The challenge is that by improving a self-contained assembly process, once again, only minimal benefits will accrue. This can then lead to skepticism of the overall investment. Fear emerges that the project will not yield the planned improvement.
To optimize your return on an MES investment, it is imperative to choose a process that offers a real test of the MES – while at the same time is not too complex to hinder success. This way, once success is achieved, there is sufficient validation to quickly expand the MES to all other business units. With the experience gained in a right-sized initial project, subsequent rollouts can have a much higher probability of success.
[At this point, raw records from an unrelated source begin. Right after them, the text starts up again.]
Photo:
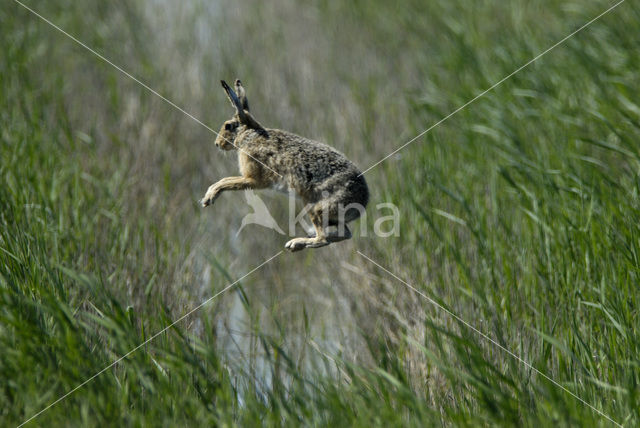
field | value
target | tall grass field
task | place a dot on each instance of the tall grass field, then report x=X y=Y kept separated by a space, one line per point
x=509 y=296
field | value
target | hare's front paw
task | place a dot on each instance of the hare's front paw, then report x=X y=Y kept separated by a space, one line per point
x=209 y=197
x=296 y=244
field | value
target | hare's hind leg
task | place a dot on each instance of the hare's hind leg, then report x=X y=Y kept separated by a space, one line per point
x=322 y=237
x=319 y=240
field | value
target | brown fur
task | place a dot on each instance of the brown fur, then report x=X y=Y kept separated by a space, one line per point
x=323 y=177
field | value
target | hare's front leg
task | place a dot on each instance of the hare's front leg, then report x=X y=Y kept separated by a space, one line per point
x=228 y=183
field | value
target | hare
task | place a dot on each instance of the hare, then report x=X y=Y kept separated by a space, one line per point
x=332 y=188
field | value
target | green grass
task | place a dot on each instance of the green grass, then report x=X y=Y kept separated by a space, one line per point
x=520 y=214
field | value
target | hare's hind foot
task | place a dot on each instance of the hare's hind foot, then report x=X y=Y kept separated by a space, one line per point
x=297 y=244
x=319 y=240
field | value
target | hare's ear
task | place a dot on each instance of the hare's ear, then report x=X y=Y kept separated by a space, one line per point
x=243 y=114
x=235 y=101
x=242 y=95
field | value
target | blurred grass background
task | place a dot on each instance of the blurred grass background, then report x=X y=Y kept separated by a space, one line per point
x=520 y=214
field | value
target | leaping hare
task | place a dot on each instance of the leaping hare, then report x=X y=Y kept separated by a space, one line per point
x=330 y=185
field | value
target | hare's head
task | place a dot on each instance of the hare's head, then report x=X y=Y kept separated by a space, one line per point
x=240 y=121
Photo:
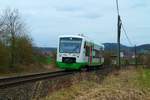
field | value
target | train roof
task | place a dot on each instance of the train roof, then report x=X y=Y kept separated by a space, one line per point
x=76 y=36
x=83 y=37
It is incumbent on the project team to choose an initial MES target process that is neither too simplistic nor too complex.
3. Initial Scope Too Small to See the Impact of Change Management
To extract the most value from your new MES implementation, you must take a long-term perspective. What sustained performance improvement is possible? Unlock this goal, and your benefits will always exceed expectations. This often requires a cultural change to take place, as part of an effective change in how your production and quality processes are performed.
The best way to increase and accelerate the benefits from your MES project is to ensure a broad scope of the project is experienced by more than just the operations or IT team. With sufficient employee engagement so that enough people in the organization interact with the MES, the scope of change will be significant, impacting the desired cultural change you need for sustained, lasting performance improvement. And, long-term ROI. Limiting MES usage to a small percentage of people will not drive a behavioral shift or the subsequent cultural change that occurs with successful MES implementations.
Read this article for a closer look at driving cultural change with an MES implementation, Fostering Culture Change with MES to Enable a Digital Transformation Framework
When it comes to gaining the most success from your MES implementation, much has to do with defining the right size and scope of your initial deployment. This includes making sure you include systems and data integration, choosing some of your more complex operations processes, and including cross-departmental representation. Achieving a broader usage and reliance on your MES is almost always the path to better ROI and greater project success.